問合せ結果を指定した列の値で並べ替えるSQLの句。
ORDER BY句とは、問合せ結果(=SELECT文で取り出した行の集まり)を、指定した列の値で並べ替えるSQLの句です。SELECTだけでは行の順番は保証されないため、見やすい順に整えたいときに使います。
身近な例で考えると、名簿を「五十音順」や「点数の高い順」に並べ直す作業に似ています。中身(名前や点数)は変えず、行の並び順だけを入れ替えるイメージです。
上のツールで▶ボタンを押すと、キー列(並べ替えの基準にする列)を選んでから、値を比べて行を入れ替え、最後に並びが完成するまでの流れを確認できます。
並べ替えの「向き」は、キー列のうしろに付けるキーワードで決めます。
・ASC(ascending=昇順):小さい順(1, 2, 3… / a, b, c…)。省略時はこちらが既定です
・DESC(descending=降順):大きい順(…3, 2, 1 / …c, b, a)
ORDER BY score ASC -- 低い順
ORDER BY score DESC -- 高い順
文字列の場合は文字コード順(おおむねアルファベット順)に、数値の場合は大小で並びます。「ASCもDESCも書かなければ昇順」という点は覚えておくと安心です。上のツールで「点数の高い順(DESC)」と「点数の低い順(ASC)」を切り替えると、並びがちょうど逆になることが分かります。
ORDER BY のうしろにカンマ(,)で区切って複数の列を書くと、優先順位をつけた並べ替えができます。
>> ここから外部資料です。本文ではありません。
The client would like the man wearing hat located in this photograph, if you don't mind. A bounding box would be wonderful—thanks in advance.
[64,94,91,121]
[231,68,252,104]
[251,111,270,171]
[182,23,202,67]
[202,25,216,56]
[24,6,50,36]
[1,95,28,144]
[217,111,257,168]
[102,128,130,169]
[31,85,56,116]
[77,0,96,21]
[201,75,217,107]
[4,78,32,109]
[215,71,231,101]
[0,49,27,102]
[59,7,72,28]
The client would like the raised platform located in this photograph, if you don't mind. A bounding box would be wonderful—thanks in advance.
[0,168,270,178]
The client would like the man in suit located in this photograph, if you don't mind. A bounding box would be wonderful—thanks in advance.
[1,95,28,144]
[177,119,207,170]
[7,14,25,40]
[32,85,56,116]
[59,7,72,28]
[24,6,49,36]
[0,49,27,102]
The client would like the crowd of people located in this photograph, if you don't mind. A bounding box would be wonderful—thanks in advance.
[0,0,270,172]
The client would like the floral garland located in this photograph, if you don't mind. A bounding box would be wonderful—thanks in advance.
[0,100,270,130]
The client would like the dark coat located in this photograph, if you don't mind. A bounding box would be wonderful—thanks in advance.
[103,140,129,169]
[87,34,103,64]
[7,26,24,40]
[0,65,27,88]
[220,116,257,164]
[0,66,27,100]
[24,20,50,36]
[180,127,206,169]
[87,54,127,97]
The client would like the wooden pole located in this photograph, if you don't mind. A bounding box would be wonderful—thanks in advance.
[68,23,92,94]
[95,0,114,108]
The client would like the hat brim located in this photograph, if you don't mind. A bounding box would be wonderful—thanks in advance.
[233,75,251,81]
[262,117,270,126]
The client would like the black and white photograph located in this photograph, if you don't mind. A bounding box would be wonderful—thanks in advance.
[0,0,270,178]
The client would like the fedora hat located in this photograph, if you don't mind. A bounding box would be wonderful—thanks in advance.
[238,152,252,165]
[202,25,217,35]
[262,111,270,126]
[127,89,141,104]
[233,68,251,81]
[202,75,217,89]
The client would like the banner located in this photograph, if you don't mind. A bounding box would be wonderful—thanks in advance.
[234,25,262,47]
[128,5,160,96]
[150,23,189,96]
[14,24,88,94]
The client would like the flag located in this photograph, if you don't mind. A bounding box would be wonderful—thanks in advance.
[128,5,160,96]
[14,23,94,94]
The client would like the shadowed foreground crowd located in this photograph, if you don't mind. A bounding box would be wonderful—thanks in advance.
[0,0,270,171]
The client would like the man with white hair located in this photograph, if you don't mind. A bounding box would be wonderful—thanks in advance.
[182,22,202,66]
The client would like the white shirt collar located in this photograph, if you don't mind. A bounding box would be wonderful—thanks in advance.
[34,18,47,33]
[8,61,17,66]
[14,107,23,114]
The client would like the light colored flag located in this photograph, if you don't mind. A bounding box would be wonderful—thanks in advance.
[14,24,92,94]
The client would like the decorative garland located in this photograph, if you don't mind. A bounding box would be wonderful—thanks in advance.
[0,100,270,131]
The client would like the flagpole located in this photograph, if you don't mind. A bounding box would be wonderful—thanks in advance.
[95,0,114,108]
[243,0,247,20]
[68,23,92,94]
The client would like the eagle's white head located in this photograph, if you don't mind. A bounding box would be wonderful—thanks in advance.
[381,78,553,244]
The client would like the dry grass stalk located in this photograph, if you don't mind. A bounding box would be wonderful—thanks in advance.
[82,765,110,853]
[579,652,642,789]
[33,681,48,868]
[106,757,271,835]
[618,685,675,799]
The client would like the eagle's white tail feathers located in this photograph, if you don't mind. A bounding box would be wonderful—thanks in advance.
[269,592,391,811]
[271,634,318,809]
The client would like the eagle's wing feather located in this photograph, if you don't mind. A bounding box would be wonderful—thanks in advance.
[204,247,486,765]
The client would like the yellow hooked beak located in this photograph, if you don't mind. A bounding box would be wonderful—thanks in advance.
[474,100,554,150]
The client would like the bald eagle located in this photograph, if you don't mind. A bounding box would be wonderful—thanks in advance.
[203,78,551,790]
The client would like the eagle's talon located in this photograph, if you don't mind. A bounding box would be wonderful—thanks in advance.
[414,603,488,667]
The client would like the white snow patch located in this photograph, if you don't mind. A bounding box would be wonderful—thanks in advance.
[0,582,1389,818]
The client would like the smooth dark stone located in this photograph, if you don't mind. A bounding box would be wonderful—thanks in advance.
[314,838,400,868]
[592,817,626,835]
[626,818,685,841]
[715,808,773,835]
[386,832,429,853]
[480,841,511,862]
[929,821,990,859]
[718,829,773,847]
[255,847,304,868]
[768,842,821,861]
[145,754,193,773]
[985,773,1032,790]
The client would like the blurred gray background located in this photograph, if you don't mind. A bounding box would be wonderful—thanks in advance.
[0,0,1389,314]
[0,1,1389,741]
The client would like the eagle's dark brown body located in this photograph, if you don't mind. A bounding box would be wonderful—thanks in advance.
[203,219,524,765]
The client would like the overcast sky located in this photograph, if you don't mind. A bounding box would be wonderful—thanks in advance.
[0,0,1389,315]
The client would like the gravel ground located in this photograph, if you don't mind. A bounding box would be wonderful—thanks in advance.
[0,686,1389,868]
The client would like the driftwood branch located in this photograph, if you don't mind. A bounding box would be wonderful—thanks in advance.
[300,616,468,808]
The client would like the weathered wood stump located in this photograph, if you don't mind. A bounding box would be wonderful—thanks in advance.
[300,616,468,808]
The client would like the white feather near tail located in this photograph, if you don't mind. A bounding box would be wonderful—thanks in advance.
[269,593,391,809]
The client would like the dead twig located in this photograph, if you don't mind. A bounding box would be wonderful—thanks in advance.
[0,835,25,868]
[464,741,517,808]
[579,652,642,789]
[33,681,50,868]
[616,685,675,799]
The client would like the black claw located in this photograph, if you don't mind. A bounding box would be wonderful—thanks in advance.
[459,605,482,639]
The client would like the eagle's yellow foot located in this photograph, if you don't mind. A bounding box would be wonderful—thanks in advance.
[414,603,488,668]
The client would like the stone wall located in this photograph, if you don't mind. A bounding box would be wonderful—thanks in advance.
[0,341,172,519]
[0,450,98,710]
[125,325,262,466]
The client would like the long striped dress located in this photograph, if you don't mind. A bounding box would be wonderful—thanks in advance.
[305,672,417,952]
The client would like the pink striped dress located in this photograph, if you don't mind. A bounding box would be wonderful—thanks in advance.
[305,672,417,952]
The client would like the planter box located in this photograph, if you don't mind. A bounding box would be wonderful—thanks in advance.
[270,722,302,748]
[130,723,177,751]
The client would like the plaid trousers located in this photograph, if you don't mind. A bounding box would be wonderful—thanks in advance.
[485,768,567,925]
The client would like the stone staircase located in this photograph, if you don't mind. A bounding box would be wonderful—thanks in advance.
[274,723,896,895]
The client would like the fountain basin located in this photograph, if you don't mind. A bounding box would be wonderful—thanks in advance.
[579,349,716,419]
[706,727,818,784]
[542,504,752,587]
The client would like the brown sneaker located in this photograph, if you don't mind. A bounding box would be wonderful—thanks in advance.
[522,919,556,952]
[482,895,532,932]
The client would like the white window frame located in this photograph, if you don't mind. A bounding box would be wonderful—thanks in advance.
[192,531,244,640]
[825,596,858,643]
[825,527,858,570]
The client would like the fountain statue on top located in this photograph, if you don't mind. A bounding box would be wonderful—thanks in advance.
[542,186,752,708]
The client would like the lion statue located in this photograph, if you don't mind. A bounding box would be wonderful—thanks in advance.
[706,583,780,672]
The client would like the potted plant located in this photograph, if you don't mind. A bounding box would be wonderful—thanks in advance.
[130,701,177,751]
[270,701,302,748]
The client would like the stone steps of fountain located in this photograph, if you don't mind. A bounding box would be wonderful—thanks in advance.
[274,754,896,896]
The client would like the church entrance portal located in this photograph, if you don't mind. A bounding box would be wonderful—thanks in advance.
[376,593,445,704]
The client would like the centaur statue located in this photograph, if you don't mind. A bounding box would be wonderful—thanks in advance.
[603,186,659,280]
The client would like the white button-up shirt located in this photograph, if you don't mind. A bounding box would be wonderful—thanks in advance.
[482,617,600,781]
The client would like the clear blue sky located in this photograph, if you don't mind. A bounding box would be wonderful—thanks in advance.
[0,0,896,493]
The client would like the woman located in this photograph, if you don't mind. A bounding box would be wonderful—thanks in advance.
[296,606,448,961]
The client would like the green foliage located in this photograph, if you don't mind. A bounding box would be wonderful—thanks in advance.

先に書いた列ほど優先されます。
並べ替えの順序は次のようになります。
・第1キー(最初の列):まずこの値で全体を並べる
・第2キー(次の列):第1キーが同じ値だった行の中だけで順番を決める
・第3キー以降も同様に、上位キーで決着がつかないときだけ使われる
身近な例で考えると、クラス別の名簿を「クラス順、同じクラスの中は出席番号順」に並べるのと同じです。それぞれの列に ASC / DESC を別々に指定できます。上のツールの「学年→点数の2キー」シナリオで、第1キーで分けてから第2キーで整える二段階の動きを確認できます。
ORDER BY は SELECT 文の中で一番最後に処理されます。なぜかというと、並べ替えは「表示する行が全部決まった状態」でないと正しく順番をつけられないからです。WHERE で行を絞り、SELECT で列を選び終えた後、最後に整列して返します。
だから SQL を書く順番も末尾に置くルールになっています。
・SELECT 列 FROM 表 WHERE 条件 ORDER BY キー列 の順が基本形です
・SELECT で付けた列の別名(AS)を ORDER BY のキー列として使えるのも、SELECT が先に処理されているためです
身近な例で考えると、全員が出席してから名前を五十音順に並べる点呼と同じです。全員が揃う前に並べ始めると、あとから来た人の位置が決まりません。データも同じで、行が確定してから並べるのが自然な流れです。
NULL(ヌル)とは、「値が存在しない・未入力」を表す特別な状態です(0や空文字とは別物)。ORDER BY でキー列に NULL がある行を並べると、どこに置くかはデータベース製品によって異なりますが、多くのデータベースでは次のように扱います。
・ASC(昇順)のとき:NULL は一番前(最小扱い)に来ることが多い
・DESC(降順)のとき:NULL は一番後ろに来ることが多い
なぜかというと、NULL は「値がない」ため、数値や文字列と大小比較ができません。どんな値よりも「最小」か「最大」かはルールが定まっておらず、製品ごとに判断が異なります。
身近な例で考えると、点数が「未記入」の答案のようなものです。0点とも区別され、「何点なのか分からない」という状態です。実際の業務ではNULLを含む列で並べ替えるときに注意が必要ですが、基本は「NULLは比較できない特別な値」と押さえておきましょう。